Israel sendiri bersikap “all out”, berupa masifnya mengolah berbagai kemampuan diri dalam berpikir, kekuatan militer, serta membangun sebisa daya pengaruh terhadap dunia luas. Tidak heran, usaha mereka terbukti membangunkan rasa sombong dan angkuh dalam diri mereka terhadap hamba-hamba Allah yang lain.
Bagaimana Israel bisa leluasa, dan sombong serta seolah punya kuasa sepenuhnya jika tanpa ada “senjata” yang mereka rakit sejak sekian lama?
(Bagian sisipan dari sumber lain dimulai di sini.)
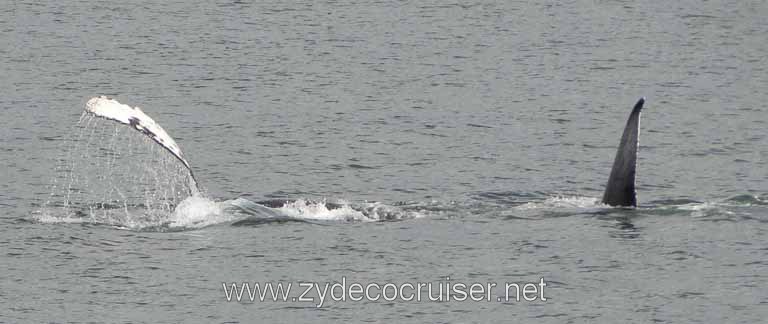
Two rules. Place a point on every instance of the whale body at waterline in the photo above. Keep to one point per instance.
(619, 191)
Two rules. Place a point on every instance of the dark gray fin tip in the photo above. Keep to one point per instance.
(620, 190)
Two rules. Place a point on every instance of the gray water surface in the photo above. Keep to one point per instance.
(495, 122)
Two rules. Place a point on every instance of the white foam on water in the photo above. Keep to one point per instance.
(197, 212)
(303, 209)
(564, 202)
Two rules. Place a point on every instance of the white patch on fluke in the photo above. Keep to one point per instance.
(133, 116)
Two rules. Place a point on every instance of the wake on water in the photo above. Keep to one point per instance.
(112, 175)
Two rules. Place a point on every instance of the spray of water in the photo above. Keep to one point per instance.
(111, 174)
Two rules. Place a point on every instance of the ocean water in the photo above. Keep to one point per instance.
(416, 142)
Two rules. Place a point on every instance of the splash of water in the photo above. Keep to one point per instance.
(110, 174)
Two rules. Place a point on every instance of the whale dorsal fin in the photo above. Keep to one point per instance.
(620, 190)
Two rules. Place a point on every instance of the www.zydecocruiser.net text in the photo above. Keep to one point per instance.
(343, 291)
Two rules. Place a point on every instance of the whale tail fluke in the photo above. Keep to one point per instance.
(620, 190)
(134, 117)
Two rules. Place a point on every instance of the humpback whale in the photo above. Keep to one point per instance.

Berbagai fasilitas, berupa teknologi, akses informasi serta ideologi (artinya paham-paham paradigmatik) yang mereka usahakan selama ini menjadi bagian pendukung kekuatan mereka lantaran “lolos” dengan memetik hasil berupa simpati sedikit pihak, sebab sejatinya watak orang Israel sesungguhnya adalah tertutup. Sertadi pihak lain berupa ketidakberdayaan hampir seluruh bangsa dunia saat ini, bahkan ada saja yang mengambil sikap tunduk dengan mengamini setiap langkah yang diambil, Israel tersebut.